Dans le livre de 1975, l’objet carcéral stricto sensu
annoncé par le sous-titre (Naissance de la prison) était
essentiellement traité dans le dernier chapitre («
Le carcéral ») ; le cas de la prison n’était
en quelque sorte que la pointe émergée de l’iceberg,
l’avènement de l’âge des disciplines, lequel
nécessitait d’être exposé préalablement.
Le mouvement est ici inverse : c’est du barbelé que
l’on part, et c’est progressivement que son étude
s’inscrit dans l’ambition plus vaste d’une histoire
politique et technique des délimitations de l’espace,
jusqu’aux procédés de sélection et d’exclusion
soft, voire indétectables. Dans les derniers développements,
le barbelé en tant que tel tend du reste à s’effacer,
comme si l’écriture rendait compte en elle-même
de la dynamique historique de l’objet, voué à
la caducité, du moins dans certains lieux et en certaines
circonstances. Comme ce fut le cas pour Foucault, les historiens
sourcilleux pourront blâmer la désinvolture vis-à-vis
des règles conventionnelles (si tant est qu’elles existent...)
de l’écriture historique, ou simplement regretter la
dilatation, ou la dilution, de l’objet, dans la mesure où
la dernière partie de l’ouvrage aborde une vaste gamme
de techniques de filtrage ou de contrôle (des caméras
de surveillance aux caisses électroniques des supermarchés),
parfois incarnées (vigiles et autres médiateurs).
De ce point de vue, cette partie du livre est moins serrée
et, sans doute, plus fragile que les précédentes.
Mais c’est aussi qu’elle n’est pas fermée
sur elle-même, ayant vraisemblablement une fonction exploratoire
ou programmatique pour d’autres travaux. En outre, accoler
le barbelé à des choses qui n’ont a priori rien
à voir est aussi un moyen heuristique pour bousculer les
associations spontanées (c’est-à-dire héritées)
du sens commun. Qu’on pense par exemple aux commentaires de
Siegfried Kracauer à propos de l’auteur du Procès
: « Les récits de Kafka décrivent un univers
d’horreur qui rappelle de près les organisations humaines
dont les triomphes sont les tranchées, les barbelés
et les projets financiers les plus élaborés »
» [7].
8 La discussion avec Foucault s’effectue tout au long du
livre mais par touches successives, jusqu’à un épilogue
sur la géolocalisation qui prolonge en quelques pages stimulantes
les modèles de quadrillage développés notamment
dans Sécurité, territoire, population, le cours au
Collège de France de 1977- 1978. O. Razac avance l’idée
que le porteur d’un bracelet électronique, «
certainement la virtualisation la plus aboutie des délimitations
de l’espace » (p. 231), tient à la fois du lépreux
(exclu et refoulé), du pestiféré (inclus et
cantonné) et du convalescent, dont la mobilité est
soigneusement contrôlée, selon le modèle de
la variole [8] Qu’elle reprenne directement ou non telle ou
telle notion foucaldienne, la discussion est ingénieuse et
rigoureuse, qu’il s’agisse des développements
consacrés à la notion d’hétérotopie
qui ouvrent la deuxième partie, du rapprochement inattendu
mais suggestif sur les effets panoptiques d’un dispositif
barbelé-surveillance, ou de la caractérisation d’un
« diagramme stratégique » au principe de différentes
modalités de délimitation de l’espace [9].
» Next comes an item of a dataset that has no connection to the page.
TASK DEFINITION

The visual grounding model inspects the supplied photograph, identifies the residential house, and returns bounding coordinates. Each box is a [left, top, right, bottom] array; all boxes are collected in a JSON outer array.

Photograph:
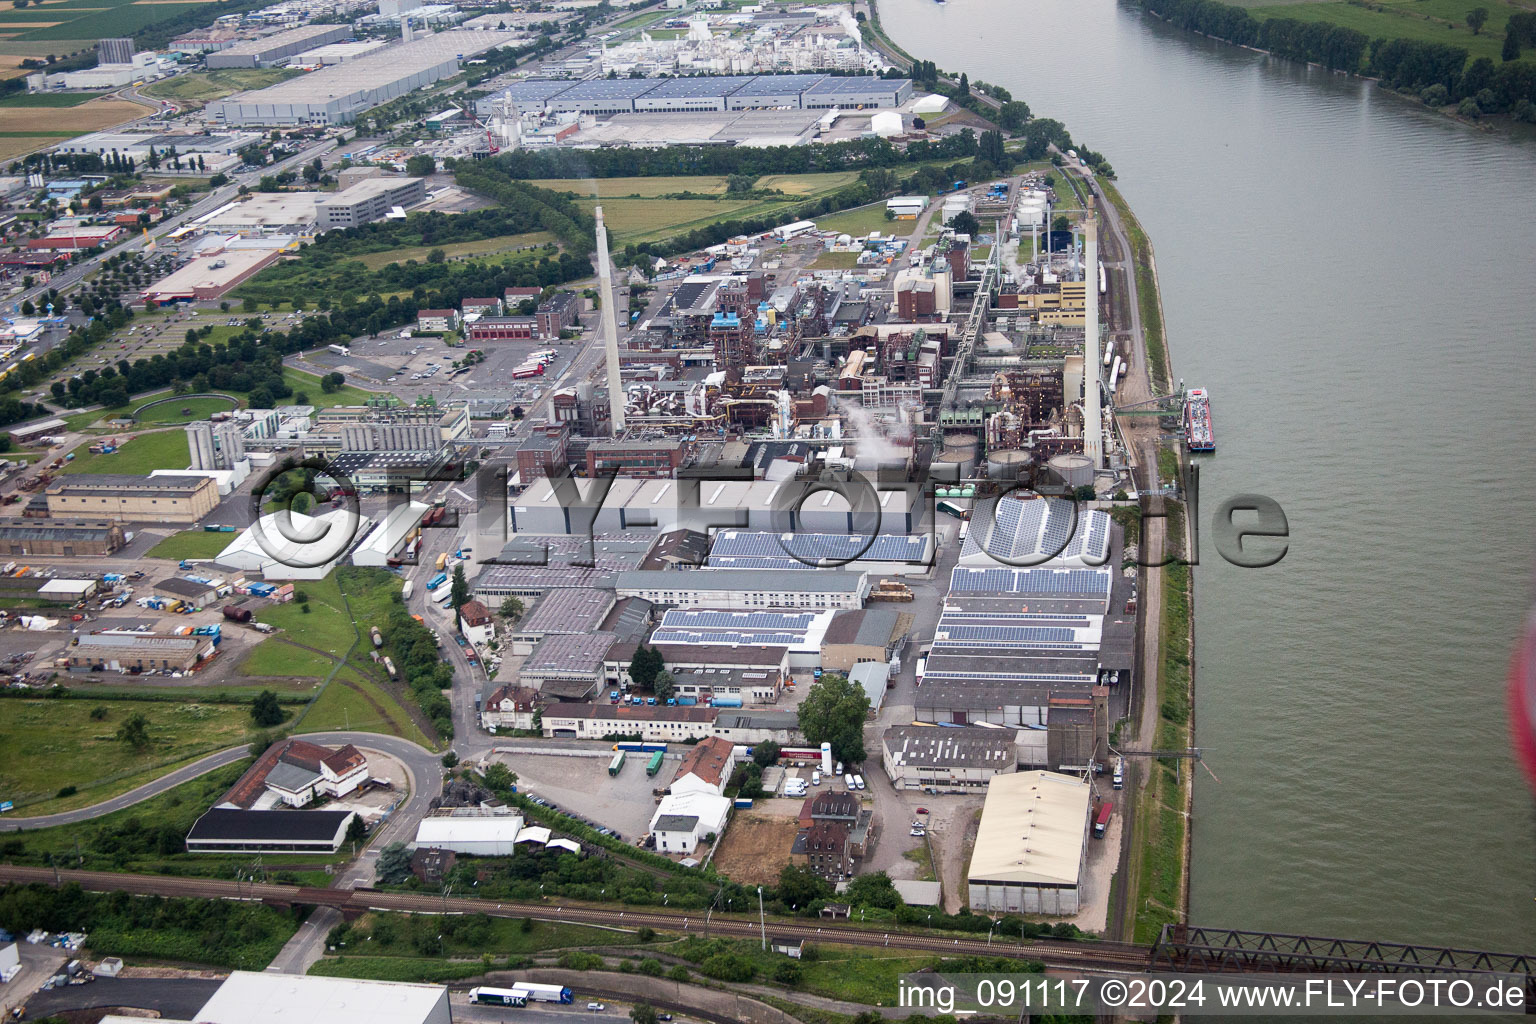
[[458, 599, 494, 647], [480, 684, 540, 731], [670, 736, 736, 797]]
9 Il en va de même pour les développements relatifs
à la biopolitique (et de son envers ou de son pendant thanatopolitique).
O. Razac s’explique d’ailleurs (p. 145-146) sur son
rapport à la notion, sur les précautions d’usage
qu’elle requiert, dans la mesure où elle fait l’objet
d’usages relativement changeants de la part de Foucault en
fonction des problèmes en jeu. Pour autant, il se tient à
mille lieux de l’exégèse bavarde comme de l’incantation
conceptuelle. En mettant le concept à l’épreuve
d’un cas d’étude spécifique autant que
d’un problème déterminé, il contribue
à en réactiver la saveur tout en lui restituant sa
fonction d’outil d’analyse. Il tâche ainsi de
différencier et de caractériser, de façon certes
discutable, une biopolitique « totalitaire » (comme
pour la biopolitique, l’inflation discursive pas toujours
contrôlée autour du terme aurait peut-être mérité
quelques précisions préalables sur son emploi) et
une biopolitique « libérale ». L’essentiel
est qu’il ne s’agit pas par là de garnir des
considérations générales, mais de faire jouer
des concepts au service d’une thèse : « le barbelé
est l’outil paradigmatique d’une gestion politique de
l’espace qui se caractérise à la fois par la
radicalisation, l’animalisation et la hiérarchisation
[…] le barbelé est bien un outil biopolitique de gestion
de l’espace, plus précisément, il est l’outil
le plus caractéristique de la biopolitique dans ses manifestations
spatiales » (p. 86 ; p. 108-109). Tracer la limite entre vivre
et mourir, rejeter le mauvais côté dans l’infra-humain
ou la sous-existence (le champ versus le désert, le troupeau
versus les bêtes sauvages), mais aussi sortir du schéma
binaire pour classer la vie sur une échelle graduée
: on est au coeur du sujet. Les thèses avancées ou
ébauchées le sont avec précision et un sens
aigu de la dialectique, comme lorsque le barbelé est conçu
comme « le pli qui sépare et relie les espaces thanatopolitiques
et biopolitiques » (p. 121). De manière générale,
O. Razac rapporte de façon convaincante la « virtualisation
des délimitations » à une « inversion
des principes de l’investissement politique de l’espace
» (un surcroît de pouvoir avec une économie de
moyens, la discrétion et non le spectacle), à une
norme régulatrice plutôt qu’à la loi prohibitrice
ou déontique, et par extension au type de gouvernementalité
dit biopolitique où, en l’occurrence, il est moins
question de « fixer des frontières » que de «
suivre des mouvements », au sens actif ou interventionniste
de réguler des circulations, de canaliser des flux.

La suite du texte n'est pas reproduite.